I’VE ALWAYS CHERISHED HIS COMPANIONSHIP
In my twenty-five-year relationship with Siray Timbo, there’s not a time that I’ve not loved his company. The depth of our relationship could also be seen in the fact that for the past several years, The Torchlight has continuously carried a front-page advert of his MJ Motels – and which will continue as long as the two entities exist!!!
SIRAY’S REQUEST: PLEASE WRITE ABOUT OUR ‘TRIPARTITE RELATIONSHIP’
I’m currently writing a book on my meeting with Pope Francis in 2015, and there’s a chapter on President Koroma in which I made mention of Siray. When I sent the script to him, he was full of praise and felt impressed that the boy he identified with some years back could now be on the verge of publishing a book. The only thing he asked me to do was to add a separate chapter on the ‘tripartite relationship’ that connected him, me, and the President. He insisted on that. And I promised him!
SIRAY WAS A MUSLIM, ALSO CHRISTIAN AT HEART – MY PERCEPTION
Siray was a Muslim, and also Christian at heart, from my own perspective. He never denied or countered a single fact of the Christian religion – from the virgin birth to the ascension. This could have been mostly due to the St Francis training. He would even at times sound very critical about some ‘so-called Muslims’ like terrorists (but he was also opposed to the somehow unbridled super-power status of the United States especially when Muammar Ghadaffi was overthrown and killed). Siray hated extremism. I remember one remarkable scenario: he had this intention of expanding his Makeni motel, but the land next-door was owned by a Muslim cleric who, despite all entreaties, never agreed to sell the land no matter the price offered. Timbo’s comment that moved me was that he believed if the old man were a Christian, he wouldn’t have been so obstinate.
I’m not sure it was during the same conversation that I once told him that Muslims who believe in Christ would indeed go to heaven: I told him about the story of the Good Samaritan. When I included this portion in the script for my book, he was very happy about it. He was a man in search of God: he never forgot his Muslim prayers – he even had a special corner of his house for that. He was passionate about ‘fast month’. He would at times ask me to accompany him to his Muslim family social events like christening or home weddings; but he never for once tried to get me to change my religion or go to the mosque with him – as he was fully aware that I was the son of a pastor.

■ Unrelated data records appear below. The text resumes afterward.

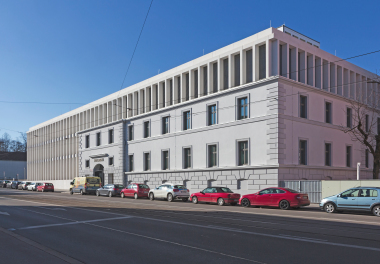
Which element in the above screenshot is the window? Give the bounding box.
[300,95,307,118]
[238,141,248,166]
[108,129,113,144]
[128,125,133,141]
[207,145,218,167]
[346,146,351,167]
[144,121,150,138]
[238,97,248,120]
[144,152,150,171]
[128,155,133,171]
[162,150,169,170]
[299,140,307,165]
[183,148,191,169]
[86,135,90,148]
[325,102,332,124]
[183,111,191,130]
[162,116,169,135]
[208,104,216,126]
[347,108,352,128]
[325,143,331,166]
[96,132,100,146]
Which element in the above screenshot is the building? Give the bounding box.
[27,26,380,194]
[0,151,27,180]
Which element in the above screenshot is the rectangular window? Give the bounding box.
[300,95,307,118]
[238,97,248,120]
[86,135,90,148]
[128,125,133,141]
[325,102,332,124]
[207,145,218,167]
[162,116,169,135]
[183,148,191,169]
[346,146,351,167]
[208,104,216,126]
[325,143,331,166]
[299,140,307,165]
[108,129,113,144]
[162,150,169,170]
[128,155,133,171]
[96,132,100,146]
[144,121,150,138]
[238,141,248,166]
[347,108,352,128]
[183,111,191,130]
[144,152,150,171]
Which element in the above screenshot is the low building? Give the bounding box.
[28,26,379,194]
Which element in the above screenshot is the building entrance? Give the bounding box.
[94,164,104,186]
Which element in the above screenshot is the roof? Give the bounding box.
[0,151,26,161]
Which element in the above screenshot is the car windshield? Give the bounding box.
[284,188,300,193]
[87,178,100,184]
[220,187,232,193]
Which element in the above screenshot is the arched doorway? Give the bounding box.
[94,164,104,185]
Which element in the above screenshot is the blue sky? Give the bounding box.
[0,0,380,138]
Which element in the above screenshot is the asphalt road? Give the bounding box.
[0,188,380,264]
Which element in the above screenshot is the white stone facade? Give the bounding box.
[28,27,379,193]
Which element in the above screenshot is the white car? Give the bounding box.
[149,182,190,202]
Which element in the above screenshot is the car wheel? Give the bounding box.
[241,198,251,207]
[323,203,336,213]
[218,198,224,206]
[372,205,380,216]
[279,200,290,210]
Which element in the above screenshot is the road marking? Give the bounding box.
[13,216,133,230]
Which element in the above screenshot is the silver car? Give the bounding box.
[149,183,190,202]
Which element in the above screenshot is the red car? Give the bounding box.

HE WENT OUT OF HIS WAY TO MAKE MY FOREIGN WIFE FEEL AT HOME
My wife knows I don’t have many friends, but she knew Siray as being at the top of the few (few, as in the number of the letters of the word itself). And Koth Siray felt obliged to keep my wife encouraged – he kind of felt that he needed to do it, as he took it that it was for his sake – sort of – that I returned to Sierra Leone, which made my British-Rwandan Rose to follow me. He kept telling me that our wives should be our best friends, no matter the circumstances.
BIG BLOWS TO OUR RELATIONSHIP
A great blow to our relationship came when the President removed him as Chairman of NATCOM and there was a gap in-between his new appointment as Ambassador. During that hiatus, we were both confused; but we concluded that we would always be loyal to the President. But a worse blow at the time – but not in retrospect – was when he was sent away to UAE. We had long discussions over this, but we didn’t question the wisdom of the President. Later, he would tell me it was the best decision the President took – as he felt more relaxed, more organized, less stressful over there. And he was praying that my next appointment would be that of an ambassador to also get a similar experience.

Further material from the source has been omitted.